I have a sister. We are close in age and for a while we went to a school with a uniform. People would occasionally ask us if we were related. I figured it was becuase we were together and wearing similar clothes, because I look just like my mom, and my sister looks a lot like my dad's side of the family. (People do not seem to ask us this when we are not dressed alike.)
At one point two separate people (in different countries even) told me I looked just like that girl on "Blossom".
But recently I have a friend, and the two of us get asked constantly if we are sisters. It's funny, because I don't think we look terribly alike, and in fact could give you a longer list of things I thought were different (such as our heights, body types, hair color, eye color...), but enough people have asked over several years, so there must something there. My friend is actually getting a bit annoyed.

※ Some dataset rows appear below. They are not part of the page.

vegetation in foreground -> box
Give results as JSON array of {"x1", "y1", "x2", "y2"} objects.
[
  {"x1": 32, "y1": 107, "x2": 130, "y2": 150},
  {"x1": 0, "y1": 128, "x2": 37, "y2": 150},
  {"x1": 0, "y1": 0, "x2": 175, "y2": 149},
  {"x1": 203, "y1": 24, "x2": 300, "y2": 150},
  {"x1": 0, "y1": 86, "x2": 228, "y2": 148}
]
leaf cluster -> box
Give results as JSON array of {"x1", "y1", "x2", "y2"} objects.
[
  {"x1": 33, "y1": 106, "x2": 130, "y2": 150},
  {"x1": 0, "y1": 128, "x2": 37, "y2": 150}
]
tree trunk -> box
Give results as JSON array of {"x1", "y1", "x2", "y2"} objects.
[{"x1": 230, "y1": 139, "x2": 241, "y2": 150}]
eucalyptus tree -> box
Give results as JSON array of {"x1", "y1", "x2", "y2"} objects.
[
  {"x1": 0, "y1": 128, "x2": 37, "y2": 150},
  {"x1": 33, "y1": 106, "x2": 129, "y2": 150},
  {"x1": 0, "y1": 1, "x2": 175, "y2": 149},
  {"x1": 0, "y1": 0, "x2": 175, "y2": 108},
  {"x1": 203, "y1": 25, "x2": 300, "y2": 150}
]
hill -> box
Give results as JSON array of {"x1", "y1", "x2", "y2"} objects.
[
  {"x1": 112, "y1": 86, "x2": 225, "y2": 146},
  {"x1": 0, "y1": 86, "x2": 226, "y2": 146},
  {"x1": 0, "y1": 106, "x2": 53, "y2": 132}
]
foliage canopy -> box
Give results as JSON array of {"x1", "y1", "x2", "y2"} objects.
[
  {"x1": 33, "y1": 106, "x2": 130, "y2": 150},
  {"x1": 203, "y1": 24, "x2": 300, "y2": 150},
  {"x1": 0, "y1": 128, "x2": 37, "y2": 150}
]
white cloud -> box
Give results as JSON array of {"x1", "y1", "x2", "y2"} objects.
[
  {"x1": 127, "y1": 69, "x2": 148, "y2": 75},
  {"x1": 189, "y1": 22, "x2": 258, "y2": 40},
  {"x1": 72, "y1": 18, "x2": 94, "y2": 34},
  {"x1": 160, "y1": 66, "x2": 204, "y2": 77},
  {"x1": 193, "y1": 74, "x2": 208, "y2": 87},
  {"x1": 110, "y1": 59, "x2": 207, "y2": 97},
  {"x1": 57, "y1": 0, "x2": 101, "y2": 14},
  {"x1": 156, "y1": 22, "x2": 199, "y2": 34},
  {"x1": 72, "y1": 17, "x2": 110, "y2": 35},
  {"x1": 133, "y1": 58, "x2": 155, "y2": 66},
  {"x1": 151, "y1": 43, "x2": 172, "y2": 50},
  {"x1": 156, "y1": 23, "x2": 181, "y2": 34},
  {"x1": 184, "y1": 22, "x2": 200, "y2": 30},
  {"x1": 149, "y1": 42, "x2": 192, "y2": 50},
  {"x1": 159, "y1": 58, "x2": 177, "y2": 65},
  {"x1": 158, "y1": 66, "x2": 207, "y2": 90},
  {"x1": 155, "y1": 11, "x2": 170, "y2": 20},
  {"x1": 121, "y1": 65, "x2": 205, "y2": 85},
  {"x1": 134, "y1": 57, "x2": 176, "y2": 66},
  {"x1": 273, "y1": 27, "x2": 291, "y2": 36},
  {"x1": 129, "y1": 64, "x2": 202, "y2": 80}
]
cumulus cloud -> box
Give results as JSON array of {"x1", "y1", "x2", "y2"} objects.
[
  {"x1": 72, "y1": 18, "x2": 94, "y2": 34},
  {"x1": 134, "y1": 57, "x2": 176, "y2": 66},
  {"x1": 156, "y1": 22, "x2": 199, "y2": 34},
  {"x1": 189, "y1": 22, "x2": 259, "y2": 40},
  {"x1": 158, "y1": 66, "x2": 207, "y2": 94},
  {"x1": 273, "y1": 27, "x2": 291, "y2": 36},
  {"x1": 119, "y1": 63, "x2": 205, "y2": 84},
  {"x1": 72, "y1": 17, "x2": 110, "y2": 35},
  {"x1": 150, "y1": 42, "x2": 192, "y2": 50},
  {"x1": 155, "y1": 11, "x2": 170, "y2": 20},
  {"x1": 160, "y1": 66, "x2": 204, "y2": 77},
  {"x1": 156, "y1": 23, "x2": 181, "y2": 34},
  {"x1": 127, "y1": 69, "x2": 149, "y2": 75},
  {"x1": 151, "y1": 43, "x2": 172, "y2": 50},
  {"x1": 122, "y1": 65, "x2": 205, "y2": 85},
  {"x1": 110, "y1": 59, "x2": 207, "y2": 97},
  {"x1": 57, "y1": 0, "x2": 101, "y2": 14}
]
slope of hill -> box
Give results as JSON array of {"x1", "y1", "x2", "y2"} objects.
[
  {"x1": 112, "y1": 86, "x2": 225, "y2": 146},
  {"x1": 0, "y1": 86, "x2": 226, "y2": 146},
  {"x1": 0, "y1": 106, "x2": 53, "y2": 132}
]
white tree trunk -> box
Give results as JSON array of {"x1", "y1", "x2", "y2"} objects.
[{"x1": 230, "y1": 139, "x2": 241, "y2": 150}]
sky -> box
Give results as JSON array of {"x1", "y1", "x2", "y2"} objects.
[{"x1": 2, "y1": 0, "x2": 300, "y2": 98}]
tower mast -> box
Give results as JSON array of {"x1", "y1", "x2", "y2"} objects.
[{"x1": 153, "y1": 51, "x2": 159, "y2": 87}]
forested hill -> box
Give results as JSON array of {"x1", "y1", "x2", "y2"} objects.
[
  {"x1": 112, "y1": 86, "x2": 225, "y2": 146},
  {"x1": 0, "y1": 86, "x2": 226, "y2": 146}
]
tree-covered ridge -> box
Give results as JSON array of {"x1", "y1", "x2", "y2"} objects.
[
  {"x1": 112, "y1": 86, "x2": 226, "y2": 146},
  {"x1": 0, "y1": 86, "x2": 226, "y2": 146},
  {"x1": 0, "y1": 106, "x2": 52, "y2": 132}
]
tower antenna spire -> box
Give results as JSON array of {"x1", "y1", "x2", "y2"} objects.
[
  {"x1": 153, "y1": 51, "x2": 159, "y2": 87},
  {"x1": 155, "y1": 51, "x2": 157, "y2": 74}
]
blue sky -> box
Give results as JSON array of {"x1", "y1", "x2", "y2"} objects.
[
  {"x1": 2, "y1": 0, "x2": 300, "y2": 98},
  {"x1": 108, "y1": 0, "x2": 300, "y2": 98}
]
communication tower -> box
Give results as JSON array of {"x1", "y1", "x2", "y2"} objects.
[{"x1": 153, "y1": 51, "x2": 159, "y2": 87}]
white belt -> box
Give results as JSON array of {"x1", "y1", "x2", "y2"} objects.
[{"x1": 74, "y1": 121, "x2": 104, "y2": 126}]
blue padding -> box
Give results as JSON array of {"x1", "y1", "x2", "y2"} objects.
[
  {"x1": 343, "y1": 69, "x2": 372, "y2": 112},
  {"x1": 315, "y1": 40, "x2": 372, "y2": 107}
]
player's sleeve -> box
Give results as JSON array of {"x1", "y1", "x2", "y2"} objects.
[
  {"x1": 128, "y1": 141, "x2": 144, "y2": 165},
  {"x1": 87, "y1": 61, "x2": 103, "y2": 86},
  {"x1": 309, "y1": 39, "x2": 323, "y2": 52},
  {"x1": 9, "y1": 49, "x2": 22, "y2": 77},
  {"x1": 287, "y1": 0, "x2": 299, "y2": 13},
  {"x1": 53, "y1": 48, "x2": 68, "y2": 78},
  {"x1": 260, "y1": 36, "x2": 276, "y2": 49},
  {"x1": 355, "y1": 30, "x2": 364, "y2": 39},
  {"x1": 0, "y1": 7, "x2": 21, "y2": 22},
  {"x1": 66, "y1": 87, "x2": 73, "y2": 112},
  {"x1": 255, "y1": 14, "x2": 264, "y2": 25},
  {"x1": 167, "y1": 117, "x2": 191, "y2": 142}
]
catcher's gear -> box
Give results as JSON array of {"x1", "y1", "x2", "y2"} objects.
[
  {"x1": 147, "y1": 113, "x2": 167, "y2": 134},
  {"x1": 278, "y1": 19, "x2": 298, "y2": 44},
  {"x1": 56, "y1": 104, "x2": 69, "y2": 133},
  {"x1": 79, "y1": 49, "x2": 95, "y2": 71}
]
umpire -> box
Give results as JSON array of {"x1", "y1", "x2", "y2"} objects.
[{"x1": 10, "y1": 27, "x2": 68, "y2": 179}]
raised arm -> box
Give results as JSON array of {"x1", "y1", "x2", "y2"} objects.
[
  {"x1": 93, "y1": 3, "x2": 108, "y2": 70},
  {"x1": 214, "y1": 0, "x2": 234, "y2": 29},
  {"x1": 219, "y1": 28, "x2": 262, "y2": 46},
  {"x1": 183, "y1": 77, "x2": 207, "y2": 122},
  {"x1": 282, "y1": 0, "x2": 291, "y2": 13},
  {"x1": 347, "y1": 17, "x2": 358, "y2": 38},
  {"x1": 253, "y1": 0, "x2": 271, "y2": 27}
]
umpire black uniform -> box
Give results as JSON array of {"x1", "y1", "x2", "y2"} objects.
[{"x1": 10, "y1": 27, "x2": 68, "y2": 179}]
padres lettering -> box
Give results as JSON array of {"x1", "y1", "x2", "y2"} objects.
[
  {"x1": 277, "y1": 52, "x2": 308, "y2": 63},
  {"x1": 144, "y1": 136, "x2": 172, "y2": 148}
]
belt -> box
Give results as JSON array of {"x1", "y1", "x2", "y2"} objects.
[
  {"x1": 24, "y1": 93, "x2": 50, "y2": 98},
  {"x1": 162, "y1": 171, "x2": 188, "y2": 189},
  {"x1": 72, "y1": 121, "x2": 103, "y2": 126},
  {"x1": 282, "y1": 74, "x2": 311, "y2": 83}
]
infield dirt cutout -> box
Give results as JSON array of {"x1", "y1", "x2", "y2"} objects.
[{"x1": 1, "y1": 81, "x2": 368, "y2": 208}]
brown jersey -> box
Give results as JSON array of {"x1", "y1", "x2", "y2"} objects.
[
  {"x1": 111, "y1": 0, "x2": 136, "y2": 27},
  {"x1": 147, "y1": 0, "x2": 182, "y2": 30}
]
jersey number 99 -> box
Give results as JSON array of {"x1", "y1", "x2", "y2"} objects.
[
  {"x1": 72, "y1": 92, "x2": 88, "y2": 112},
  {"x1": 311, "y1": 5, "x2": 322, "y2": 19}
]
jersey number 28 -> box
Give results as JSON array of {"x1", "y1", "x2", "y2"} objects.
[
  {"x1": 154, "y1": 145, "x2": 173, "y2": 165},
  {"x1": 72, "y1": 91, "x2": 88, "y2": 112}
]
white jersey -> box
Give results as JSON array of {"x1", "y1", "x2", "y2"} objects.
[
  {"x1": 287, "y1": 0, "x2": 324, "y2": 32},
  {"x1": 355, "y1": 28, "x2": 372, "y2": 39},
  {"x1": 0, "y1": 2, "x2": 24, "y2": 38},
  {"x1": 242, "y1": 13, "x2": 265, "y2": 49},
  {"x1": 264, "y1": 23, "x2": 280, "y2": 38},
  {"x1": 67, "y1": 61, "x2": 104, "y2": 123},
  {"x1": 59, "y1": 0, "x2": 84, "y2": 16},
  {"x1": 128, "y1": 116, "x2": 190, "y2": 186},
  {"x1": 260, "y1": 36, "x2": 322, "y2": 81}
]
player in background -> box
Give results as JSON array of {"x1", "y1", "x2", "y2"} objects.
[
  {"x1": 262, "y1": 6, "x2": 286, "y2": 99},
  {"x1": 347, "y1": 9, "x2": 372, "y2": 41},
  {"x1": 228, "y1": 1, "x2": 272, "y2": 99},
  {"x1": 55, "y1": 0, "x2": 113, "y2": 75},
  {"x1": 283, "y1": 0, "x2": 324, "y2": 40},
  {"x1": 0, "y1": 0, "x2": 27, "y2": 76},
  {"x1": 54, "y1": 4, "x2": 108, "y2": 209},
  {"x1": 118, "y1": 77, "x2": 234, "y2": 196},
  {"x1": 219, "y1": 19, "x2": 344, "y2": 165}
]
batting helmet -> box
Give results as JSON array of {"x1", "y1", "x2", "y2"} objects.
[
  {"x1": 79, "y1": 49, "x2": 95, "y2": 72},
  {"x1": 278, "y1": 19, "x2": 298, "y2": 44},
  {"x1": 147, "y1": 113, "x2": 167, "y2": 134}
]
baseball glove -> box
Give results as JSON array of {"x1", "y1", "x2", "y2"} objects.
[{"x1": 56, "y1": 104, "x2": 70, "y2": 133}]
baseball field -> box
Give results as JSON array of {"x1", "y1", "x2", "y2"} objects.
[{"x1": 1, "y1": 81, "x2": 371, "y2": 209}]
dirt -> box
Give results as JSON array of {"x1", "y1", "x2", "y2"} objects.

It's especially funny because people seem a little disbelieving and ask if we are maybe cousins or something.
But this weekend I was at a (different) friend's party and someone asked if we were related, and while we are not, we both looked at each other and agreed that the question didn't seem surprising. Now, I probably don't look that much more like the second friend, but for some reason, that makes more sense to me that people would think we might be related. Which just goes to show, as highly developed as human facial recognition is, it's still all very subjective.